An efficient and resilient approach to filtering and disseminating streaming data

  • Authors:
  • Shetal Shah;Shyamshankar Dharmarajan;Krithi Ramamritham

  • Affiliations:
  • TCS Lab for Internet Research, Dept of Comp Science and Engg, Indian Institute of Technology Bombay, Mumbai, India;TCS Lab for Internet Research, Dept of Comp Science and Engg, Indian Institute of Technology Bombay, Mumbai, India;TCS Lab for Internet Research, Dept of Comp Science and Engg, Indian Institute of Technology Bombay, Mumbai, India

  • Venue:
  • VLDB '03 Proceedings of the 29th international conference on Very large data bases - Volume 29
  • Year:
  • 2003

Quantified Score

Hi-index 0.00

Visualization

Abstract

Many web users monitor dynamic data such as stock prices, real-time sensor data and traffic data for making on-line decisions.
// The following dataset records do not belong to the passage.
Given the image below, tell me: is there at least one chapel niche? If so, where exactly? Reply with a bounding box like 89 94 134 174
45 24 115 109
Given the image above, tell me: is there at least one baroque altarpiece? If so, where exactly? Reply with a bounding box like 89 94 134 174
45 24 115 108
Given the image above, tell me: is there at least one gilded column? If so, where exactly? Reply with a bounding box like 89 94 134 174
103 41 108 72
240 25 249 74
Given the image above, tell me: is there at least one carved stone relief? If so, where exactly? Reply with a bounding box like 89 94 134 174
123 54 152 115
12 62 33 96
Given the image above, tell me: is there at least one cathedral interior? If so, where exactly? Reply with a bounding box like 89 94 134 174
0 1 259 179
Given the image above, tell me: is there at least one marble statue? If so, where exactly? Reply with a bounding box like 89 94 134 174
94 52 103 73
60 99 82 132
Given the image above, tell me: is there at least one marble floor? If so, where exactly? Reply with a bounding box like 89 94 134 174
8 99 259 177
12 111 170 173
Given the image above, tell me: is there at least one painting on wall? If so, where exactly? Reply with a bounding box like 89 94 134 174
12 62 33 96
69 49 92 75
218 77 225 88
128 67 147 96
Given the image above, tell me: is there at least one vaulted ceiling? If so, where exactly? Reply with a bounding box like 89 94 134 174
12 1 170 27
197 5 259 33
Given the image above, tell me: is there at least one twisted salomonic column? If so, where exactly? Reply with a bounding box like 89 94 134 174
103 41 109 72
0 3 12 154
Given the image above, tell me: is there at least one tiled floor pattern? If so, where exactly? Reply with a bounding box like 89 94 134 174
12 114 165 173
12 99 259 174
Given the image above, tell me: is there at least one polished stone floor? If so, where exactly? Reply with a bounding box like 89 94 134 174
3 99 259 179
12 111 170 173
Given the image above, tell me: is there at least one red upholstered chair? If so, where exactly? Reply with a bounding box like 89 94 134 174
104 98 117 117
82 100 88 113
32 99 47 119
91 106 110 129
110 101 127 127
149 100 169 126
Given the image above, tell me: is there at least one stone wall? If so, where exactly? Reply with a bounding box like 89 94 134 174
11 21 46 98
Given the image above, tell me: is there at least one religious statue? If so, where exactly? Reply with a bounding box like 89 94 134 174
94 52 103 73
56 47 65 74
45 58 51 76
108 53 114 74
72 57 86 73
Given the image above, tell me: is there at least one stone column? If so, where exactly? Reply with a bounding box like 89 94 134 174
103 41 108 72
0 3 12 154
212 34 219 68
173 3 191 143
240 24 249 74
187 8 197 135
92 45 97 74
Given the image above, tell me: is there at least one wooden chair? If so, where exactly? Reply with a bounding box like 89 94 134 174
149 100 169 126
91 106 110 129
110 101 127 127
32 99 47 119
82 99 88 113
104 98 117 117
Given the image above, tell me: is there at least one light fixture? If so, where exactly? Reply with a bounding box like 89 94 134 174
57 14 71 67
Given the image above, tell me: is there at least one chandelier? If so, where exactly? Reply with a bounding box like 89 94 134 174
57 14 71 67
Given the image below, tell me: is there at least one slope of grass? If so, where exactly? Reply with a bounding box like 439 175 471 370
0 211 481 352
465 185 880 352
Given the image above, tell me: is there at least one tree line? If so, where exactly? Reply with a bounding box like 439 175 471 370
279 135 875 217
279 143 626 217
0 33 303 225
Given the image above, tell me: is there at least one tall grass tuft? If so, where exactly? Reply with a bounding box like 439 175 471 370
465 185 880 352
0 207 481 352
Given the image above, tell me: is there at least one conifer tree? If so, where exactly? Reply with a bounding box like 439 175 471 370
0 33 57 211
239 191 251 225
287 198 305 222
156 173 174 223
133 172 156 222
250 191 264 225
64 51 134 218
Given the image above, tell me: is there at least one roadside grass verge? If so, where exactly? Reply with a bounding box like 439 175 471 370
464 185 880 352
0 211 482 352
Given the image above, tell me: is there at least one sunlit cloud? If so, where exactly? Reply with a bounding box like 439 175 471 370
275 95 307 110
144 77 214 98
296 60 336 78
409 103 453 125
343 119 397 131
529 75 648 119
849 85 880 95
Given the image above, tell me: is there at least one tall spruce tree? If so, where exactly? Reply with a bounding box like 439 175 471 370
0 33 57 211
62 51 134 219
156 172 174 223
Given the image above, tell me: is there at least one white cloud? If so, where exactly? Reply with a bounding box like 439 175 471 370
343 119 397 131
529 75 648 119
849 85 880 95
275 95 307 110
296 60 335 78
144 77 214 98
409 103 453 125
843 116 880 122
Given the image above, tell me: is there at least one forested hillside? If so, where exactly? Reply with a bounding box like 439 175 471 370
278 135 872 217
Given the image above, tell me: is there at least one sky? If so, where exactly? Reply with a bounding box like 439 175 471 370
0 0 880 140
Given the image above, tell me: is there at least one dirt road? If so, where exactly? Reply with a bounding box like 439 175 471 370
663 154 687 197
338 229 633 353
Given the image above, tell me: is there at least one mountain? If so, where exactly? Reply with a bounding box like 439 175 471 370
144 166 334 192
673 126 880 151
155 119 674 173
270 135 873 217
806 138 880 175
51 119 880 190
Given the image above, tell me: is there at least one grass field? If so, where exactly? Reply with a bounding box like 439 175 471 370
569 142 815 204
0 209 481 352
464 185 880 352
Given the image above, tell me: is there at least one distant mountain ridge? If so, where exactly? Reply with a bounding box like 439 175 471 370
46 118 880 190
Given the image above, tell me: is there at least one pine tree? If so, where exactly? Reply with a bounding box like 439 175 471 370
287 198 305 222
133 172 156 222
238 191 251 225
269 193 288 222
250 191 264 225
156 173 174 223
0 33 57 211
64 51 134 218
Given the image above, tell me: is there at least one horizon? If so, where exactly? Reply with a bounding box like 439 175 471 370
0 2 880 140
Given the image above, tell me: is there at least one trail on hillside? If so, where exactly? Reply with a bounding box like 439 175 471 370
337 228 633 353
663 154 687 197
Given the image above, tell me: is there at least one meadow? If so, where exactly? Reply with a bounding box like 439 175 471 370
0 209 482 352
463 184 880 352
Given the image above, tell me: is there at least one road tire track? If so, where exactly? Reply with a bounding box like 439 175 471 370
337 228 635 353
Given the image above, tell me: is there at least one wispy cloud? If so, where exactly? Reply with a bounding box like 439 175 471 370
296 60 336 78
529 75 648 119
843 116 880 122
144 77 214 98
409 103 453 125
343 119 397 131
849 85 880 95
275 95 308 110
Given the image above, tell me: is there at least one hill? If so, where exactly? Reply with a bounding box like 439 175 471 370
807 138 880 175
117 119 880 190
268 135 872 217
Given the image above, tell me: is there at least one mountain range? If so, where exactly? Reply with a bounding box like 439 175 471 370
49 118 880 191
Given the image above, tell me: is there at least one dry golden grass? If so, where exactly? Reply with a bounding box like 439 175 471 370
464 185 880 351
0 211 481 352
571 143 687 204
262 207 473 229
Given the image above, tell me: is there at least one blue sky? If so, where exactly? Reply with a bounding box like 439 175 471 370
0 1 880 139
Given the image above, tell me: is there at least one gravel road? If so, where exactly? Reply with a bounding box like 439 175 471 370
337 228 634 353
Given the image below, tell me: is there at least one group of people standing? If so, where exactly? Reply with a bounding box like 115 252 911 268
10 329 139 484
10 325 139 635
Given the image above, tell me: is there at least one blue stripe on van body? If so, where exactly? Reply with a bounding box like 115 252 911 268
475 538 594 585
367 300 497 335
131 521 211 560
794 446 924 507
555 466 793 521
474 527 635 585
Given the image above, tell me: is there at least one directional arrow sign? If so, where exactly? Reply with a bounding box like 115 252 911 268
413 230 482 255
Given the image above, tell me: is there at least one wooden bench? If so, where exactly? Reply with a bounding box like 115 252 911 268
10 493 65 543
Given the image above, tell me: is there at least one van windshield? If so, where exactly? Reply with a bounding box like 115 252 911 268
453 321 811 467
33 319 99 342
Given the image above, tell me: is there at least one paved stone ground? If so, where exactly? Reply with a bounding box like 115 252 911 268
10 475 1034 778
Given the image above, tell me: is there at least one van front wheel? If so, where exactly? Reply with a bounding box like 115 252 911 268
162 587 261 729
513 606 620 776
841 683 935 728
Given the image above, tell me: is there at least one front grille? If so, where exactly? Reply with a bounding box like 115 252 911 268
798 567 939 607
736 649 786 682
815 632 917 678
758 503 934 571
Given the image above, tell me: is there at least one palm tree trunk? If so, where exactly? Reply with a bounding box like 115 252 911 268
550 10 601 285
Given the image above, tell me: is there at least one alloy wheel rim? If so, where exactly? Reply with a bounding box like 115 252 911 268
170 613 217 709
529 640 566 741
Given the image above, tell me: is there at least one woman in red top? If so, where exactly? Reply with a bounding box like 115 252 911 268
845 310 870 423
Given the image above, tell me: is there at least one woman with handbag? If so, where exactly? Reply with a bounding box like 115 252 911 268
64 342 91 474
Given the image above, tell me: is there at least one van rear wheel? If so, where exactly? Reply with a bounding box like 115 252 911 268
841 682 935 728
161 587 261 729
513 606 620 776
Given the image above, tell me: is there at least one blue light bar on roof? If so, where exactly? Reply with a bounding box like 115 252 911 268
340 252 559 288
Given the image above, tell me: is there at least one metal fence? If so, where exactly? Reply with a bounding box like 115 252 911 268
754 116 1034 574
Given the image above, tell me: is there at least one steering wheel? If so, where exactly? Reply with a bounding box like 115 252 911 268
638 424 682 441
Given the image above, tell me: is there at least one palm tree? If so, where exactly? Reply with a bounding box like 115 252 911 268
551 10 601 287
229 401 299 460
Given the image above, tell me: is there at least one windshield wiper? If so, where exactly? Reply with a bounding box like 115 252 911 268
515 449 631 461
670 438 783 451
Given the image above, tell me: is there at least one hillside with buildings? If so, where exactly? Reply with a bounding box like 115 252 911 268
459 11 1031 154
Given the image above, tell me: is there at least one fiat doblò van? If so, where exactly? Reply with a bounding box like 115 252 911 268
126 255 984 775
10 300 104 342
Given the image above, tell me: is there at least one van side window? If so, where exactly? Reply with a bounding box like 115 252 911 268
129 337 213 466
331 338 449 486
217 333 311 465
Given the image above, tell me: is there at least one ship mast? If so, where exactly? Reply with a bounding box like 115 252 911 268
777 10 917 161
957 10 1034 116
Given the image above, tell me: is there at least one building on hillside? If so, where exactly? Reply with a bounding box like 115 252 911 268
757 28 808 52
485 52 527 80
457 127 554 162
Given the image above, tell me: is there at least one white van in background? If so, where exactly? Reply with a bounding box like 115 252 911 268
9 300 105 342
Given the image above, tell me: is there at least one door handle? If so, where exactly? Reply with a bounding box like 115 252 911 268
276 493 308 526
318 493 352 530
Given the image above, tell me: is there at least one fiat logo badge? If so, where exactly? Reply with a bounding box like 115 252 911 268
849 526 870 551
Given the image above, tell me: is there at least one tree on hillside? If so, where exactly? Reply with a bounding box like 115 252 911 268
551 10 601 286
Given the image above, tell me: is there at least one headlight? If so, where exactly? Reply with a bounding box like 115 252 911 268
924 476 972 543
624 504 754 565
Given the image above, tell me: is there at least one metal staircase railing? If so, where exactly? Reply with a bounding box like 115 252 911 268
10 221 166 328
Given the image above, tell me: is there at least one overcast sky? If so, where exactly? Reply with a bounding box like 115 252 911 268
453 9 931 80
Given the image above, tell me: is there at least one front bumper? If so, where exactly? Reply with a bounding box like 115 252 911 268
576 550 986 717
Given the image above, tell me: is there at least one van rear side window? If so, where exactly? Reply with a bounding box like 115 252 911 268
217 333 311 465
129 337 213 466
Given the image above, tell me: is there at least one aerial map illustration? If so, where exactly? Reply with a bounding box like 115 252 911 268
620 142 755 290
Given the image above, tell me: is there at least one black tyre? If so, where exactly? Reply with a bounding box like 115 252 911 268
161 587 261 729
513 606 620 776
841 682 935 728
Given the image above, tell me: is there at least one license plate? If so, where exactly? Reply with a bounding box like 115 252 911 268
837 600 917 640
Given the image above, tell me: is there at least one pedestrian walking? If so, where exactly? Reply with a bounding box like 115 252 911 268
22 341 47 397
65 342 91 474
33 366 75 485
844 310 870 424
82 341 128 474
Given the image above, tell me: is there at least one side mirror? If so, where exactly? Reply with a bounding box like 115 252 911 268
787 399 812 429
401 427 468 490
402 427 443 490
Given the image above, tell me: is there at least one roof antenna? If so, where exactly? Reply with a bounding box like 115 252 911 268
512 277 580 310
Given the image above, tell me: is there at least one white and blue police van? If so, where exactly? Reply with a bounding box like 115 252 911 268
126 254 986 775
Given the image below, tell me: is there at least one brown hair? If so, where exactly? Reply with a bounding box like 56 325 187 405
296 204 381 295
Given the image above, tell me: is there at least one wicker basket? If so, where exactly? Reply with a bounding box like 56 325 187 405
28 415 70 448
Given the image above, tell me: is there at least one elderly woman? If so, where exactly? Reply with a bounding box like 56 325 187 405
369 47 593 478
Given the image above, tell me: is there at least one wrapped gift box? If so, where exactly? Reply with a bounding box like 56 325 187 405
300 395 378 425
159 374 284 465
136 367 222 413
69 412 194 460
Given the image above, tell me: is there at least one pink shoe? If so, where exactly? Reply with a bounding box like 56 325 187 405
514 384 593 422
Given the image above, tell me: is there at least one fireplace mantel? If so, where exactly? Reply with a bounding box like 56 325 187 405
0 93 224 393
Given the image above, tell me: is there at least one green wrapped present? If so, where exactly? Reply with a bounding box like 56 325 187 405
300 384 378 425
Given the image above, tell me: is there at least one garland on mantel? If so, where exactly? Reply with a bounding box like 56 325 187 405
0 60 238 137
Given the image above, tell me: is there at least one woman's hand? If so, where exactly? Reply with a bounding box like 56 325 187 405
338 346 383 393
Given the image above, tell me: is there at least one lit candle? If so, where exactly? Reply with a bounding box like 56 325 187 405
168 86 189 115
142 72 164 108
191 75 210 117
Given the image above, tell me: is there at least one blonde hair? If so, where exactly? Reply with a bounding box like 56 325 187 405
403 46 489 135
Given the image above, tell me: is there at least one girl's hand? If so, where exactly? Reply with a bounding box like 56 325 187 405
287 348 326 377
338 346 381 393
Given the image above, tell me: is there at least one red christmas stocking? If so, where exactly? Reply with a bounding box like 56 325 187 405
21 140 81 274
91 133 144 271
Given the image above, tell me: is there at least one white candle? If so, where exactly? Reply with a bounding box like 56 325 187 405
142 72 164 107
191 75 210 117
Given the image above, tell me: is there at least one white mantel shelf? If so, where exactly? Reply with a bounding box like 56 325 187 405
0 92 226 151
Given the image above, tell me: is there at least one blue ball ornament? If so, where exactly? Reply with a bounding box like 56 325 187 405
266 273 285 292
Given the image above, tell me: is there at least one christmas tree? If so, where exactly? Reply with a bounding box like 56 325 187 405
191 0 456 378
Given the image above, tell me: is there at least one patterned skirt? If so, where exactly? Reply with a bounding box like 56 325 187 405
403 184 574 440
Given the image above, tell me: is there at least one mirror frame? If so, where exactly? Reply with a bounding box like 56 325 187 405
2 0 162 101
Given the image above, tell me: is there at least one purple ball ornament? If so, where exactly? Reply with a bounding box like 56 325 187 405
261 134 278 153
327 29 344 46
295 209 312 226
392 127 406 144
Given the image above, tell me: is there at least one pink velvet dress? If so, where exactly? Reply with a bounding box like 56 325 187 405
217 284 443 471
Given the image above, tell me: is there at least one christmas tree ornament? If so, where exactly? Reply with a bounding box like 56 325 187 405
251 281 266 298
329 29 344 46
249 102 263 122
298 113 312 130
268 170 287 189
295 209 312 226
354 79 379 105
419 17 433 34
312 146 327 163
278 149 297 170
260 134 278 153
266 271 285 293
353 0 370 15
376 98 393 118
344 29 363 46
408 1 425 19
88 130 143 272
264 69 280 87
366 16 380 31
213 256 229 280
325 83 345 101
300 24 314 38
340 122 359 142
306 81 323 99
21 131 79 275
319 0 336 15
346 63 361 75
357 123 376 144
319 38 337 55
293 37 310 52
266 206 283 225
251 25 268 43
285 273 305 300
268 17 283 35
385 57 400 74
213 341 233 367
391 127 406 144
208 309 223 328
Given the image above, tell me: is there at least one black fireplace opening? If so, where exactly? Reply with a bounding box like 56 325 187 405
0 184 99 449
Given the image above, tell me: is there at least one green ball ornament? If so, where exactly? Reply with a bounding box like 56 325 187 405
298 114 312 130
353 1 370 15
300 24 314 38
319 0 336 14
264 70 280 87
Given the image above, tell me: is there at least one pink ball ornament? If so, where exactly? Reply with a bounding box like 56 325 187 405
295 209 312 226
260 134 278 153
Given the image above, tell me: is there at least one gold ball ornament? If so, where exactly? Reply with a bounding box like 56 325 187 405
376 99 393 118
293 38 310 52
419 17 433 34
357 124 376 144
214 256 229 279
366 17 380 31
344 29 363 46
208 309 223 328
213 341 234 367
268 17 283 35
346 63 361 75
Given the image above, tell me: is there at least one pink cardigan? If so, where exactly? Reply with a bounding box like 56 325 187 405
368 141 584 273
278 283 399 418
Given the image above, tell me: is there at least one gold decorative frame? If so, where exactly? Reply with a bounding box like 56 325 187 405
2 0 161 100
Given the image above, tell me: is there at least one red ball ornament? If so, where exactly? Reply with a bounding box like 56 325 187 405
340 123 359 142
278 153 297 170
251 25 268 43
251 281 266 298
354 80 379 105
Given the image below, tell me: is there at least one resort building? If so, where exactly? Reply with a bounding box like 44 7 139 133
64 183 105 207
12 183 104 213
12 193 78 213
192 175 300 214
Instances of such data can be viewed as data streams. In this paper, we consider techniques for creating a resilient and efficient content distribution network for such dynamically changing streaming data. We address the problem of maintaining the coherency of dynamic data items in a network of repositories: data disseminated to one repository is filtered by that repository and disseminated to repositories dependent on it. Our method is resilient to link failures and repository failures. This resiliency implies that data fidelity is not lost even when the repository from which (or a communication path through which) a user obtains data experiences failures. Experimental evaluation, using real world traces of streaming data, demonstrates that (i) the (computational and communication) cost of adding this redundancy is low, and (ii) surprisingly, in many cases, adding resiliency enhancing features actually improves the fidelity provided by the system even in cases when there are no failures. To further enhance fidelity, we also propose efficient techniques for filtering data arriving at one repository and for scheduling the dissemination of filtered data to another repository. Our results show that the combination of resiliency enhancing and efficiency improving techniques in fact help derive the potential that push based systems are said to have in delivering 100% fidelity. Without them, computational and communication delays inherent in dissemination networks can lead to a large fidelity loss even in push based dissemination.